Певца Пиров я с музой подружил
И славой их горжусь в вознагражденье.

Эпиграфы к «Арапу Петра Великого» и гл. VII «Евгения Онегина» взяты Пушкиным из «Пиров».

Отзывы о «Пирах», вышедших в 1826 г. вместе с «Эдой», почти единодушно хвалебны. «Поэма, — писал В. Измайлов, — пленяет особенною роскошью живописи, блеском остроумия и духом веселости, смешанной с какой-то беспечностию философа или гастронома» («Литер. Музеум», 1827, стр. 3—46).
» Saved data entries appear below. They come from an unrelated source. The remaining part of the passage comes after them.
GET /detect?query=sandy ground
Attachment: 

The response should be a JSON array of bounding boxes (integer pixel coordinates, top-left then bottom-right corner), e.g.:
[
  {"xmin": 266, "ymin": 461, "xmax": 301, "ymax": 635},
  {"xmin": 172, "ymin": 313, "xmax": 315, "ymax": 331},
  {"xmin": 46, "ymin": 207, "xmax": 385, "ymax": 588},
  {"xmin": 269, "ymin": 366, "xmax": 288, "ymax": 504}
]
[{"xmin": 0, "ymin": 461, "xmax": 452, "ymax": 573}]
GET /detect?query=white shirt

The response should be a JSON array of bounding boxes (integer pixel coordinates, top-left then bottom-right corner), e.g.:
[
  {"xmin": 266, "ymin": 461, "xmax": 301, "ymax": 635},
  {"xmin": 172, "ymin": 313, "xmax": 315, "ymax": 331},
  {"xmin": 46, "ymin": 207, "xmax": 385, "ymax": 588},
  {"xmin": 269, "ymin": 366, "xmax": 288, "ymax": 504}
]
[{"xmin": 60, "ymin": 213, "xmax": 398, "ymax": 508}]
В «Сев. Пчеле» нашли, что в «Пирах» «острот и хороших стихов множество. Описание Москвы, в гастрономическом отношении, также весьма забавно...» («Сев. Пчела», 1826, 16 февраля, № 20).

Н. А. Полевой, в своей характеристике «Пиров» исходил из общей поэтической репутации Баратынского, как автора дружеских посланий и «унылого» элегика. «Видя в «Пирах» скорее «эпистолу»,

- 313 -

нежели «описательную поэму», Полевой писал: «Рассказ блестит остротою мыслей, живостью чувств... Описание московских пиров прелестно; но признаемся, что нам всего лучше кажется окончание стихов, где любимое чувство Поэта преодолевает шутливость и веселость смешивается с унынием. Вот оно: «И дни и годы пролетели» (далее «Пиры» цитируются до конца — «Моск. Телеграф», 1826, ч. VIII, стр. 75).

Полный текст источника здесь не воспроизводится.